TÜRKİYE CUMHURİYETİ

ANAYASA MAHKEMESİ

 

 

İKİNCİ BÖLÜM

 

KARAR

 

SERPİL KOÇOĞLU BAŞVURUSU

(Başvuru Numarası: 2021/24160)

 

Karar Tarihi: 22/11/2023

İKİNCİ BÖLÜM

 

KARAR

 

 

Başkan

:

Kadir ÖZKAYA

Üyeler

:

Engin YILDIRIM

 

 

M. Emin KUZ

 

 

Basri BAĞCI

 

 

Kenan YAŞAR

Raportör

:

Duygu KALUKÇU

Başvurucu

:

Serpil KOÇOĞLU

Vekili

:

Av. Metin İslam Adem TOK

 

I. BAŞVURUNUN ÖZETİ

1. Başvuru; pasaporta konulan zayi kaydının kaldırılması ve pasaportun iade edilmesi talebinin reddine ilişkin idari işlemin iptali istemiyle açılan davada esaslı iddia ve itirazların karşılanmaması nedeniyle adil yargılanma hakkı kapsamındaki gerekçeli karar hakkının ihlal edildiği iddiasına ilişkindir.

2. Başvurucu 5/1/2019 tarihinde yurt dışına çıkış yapmak için Esenboğa Havalimanına gelmiş ancak sistem üzerinden yapılan kontrolde üzerinde zayi kaydı olduğunun anlaşılması nedeniyle başvurucunun pasaportuna el konulmuştur.

3. Başvurucu, zayi kaydının kaldırılması ve pasaportunun iadesi talebiyle Kırıkkale Valiliğine (Valilik) başvuru yapmış ancak konu hakkında herhangi bir işlem tesis edilemeyeceğinden bahisle başvurusu reddedilmiştir. Başvurucunun işlemin iptali talebiyle Kırıkkale İdare Mahkemesinde (Mahkeme) açtığı dava 18/10/2016 tarihli ve 6749 sayılı Olağanüstü Hal Kapsamında Alınan Tedbirlere İlişkin Kanun Hükmünde Kararnamenin Değiştirilerek Kabul Edilmesine Dair Kanun'un "Yürütülen soruşturmalarda alınacak tedbirler" kenar başlıklı 5. maddesinin (2) numaralı fıkrası uyarınca tesis edilen işlemde hukuka aykırılık bulunmadığı gerekçesiyle reddedilmiş ve karar istinaf incelemesinden geçerek kesinleşmiştir.

4. 6749 sayılı Kanun'un "Yürütülen Soruşturmalarda Alınacak Tedbirler" kenar başlıklı 5. maddesi şöyledir:

“(1) Millî güvenliğe tehdit oluşturduğu tespit edilen yapı, oluşum veya gruplara yada terör örgütlerine üyeliği veya iltisakı ya da bunlarla irtibatı nedeniyle haklarında idari işlem tesis edilenler ile aynı gerekçeyle haklarında suç soruşturması veya kovuşturması yürütülenler, işlemi yapan kurum ve kuruluşlarca ilgili pasaport birimine derhal bildirilir.

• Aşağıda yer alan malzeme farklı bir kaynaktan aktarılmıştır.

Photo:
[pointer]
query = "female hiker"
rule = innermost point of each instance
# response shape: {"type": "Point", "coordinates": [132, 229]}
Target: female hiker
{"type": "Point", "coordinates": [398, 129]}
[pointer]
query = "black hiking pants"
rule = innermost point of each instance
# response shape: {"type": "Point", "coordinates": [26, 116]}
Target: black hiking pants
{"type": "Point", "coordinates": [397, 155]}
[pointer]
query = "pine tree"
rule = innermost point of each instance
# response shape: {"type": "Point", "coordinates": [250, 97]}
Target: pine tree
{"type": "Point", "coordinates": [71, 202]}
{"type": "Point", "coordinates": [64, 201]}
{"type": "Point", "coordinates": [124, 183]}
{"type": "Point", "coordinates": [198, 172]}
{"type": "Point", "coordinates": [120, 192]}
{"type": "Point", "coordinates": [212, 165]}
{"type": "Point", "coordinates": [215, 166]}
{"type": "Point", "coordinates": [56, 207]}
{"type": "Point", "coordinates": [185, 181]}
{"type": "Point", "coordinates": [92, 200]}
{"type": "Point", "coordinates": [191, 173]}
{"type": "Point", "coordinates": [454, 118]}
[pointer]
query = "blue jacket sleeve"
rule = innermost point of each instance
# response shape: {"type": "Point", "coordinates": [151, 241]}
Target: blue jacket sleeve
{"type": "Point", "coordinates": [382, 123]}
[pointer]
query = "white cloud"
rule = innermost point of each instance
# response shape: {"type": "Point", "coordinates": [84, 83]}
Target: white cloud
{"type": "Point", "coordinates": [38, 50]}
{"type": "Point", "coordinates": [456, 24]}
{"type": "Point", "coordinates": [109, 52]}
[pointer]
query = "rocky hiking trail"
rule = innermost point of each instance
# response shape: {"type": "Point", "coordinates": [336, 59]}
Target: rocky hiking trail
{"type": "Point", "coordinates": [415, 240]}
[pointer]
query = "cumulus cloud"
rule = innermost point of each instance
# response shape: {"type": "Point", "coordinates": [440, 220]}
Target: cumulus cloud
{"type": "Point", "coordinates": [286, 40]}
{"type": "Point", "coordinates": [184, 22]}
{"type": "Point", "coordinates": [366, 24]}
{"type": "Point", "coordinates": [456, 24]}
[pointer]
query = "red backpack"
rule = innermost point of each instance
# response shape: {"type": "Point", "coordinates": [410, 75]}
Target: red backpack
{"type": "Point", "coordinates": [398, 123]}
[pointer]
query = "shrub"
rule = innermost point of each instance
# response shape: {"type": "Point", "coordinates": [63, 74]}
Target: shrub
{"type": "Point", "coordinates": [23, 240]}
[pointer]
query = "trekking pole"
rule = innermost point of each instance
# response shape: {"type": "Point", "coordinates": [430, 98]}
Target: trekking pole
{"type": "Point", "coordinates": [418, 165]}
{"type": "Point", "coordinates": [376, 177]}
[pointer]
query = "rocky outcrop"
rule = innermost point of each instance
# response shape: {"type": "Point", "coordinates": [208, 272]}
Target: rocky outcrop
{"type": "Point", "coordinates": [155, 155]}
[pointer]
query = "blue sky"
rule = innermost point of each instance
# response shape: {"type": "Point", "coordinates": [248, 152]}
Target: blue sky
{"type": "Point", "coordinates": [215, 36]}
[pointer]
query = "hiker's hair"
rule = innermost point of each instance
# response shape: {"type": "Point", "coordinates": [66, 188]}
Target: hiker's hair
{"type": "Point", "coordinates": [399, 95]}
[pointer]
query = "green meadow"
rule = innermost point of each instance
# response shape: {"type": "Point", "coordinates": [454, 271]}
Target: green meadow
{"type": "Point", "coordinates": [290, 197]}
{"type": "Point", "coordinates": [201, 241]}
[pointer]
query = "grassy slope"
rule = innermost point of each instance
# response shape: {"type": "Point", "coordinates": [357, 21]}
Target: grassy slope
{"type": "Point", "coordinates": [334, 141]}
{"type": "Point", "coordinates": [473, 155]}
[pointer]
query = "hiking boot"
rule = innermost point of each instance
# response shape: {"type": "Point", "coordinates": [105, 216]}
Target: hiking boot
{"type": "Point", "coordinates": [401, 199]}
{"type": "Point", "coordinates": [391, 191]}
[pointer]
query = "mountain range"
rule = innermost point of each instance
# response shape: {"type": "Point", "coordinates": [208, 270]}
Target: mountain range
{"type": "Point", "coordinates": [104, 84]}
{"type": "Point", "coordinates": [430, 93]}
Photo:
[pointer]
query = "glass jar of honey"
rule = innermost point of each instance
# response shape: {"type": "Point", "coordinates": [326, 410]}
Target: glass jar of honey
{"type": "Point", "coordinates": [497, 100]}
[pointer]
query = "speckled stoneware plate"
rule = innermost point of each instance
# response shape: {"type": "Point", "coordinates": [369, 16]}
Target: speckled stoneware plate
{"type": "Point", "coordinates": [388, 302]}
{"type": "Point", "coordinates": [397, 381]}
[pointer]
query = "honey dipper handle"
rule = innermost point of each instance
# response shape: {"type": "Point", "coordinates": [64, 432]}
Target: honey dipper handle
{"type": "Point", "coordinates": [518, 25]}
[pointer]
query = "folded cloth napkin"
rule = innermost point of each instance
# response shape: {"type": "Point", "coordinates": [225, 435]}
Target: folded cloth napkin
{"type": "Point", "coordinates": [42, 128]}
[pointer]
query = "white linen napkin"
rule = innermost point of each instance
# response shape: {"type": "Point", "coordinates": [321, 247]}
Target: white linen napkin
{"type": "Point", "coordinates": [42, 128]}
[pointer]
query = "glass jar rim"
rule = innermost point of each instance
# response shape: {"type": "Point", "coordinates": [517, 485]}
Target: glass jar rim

Bu bildirim üzerine ilgili pasaport birimlerince pasaportlar iptal edilebilir.

(2) Birinci fıkraya göre ilgili pasaport birimine isimleri bildirilen kişilerin eşlerine ait pasaportlar da genel güvenlik açısından mahzurlu görülmesi halinde aynı tarihte İçişleri Bakanlığınca iptal edilebilir.”

5. Anayasa Mahkemesi 24/7/2019 tarihli ve E.2016/205, K.2019/63 sayılı kararıyla 6749 sayılı Kanun'un 5. maddesinin (2) numaralı fıkrasını iptal etmiştir. Anılan karar üzerine başvurucu, zayi kaydının kaldırılması ve pasaportunun iade edilmesi talebiyle 21/1/2020 tarihinde yeniden başvuru yapmış ancak Valilik konu hakkında herhangi bir işlem tesis edilemeyeceğini belirterek talebi reddetmiştir. Başvurucu, söz konusu işlemin iptali talebiyle dava açmıştır.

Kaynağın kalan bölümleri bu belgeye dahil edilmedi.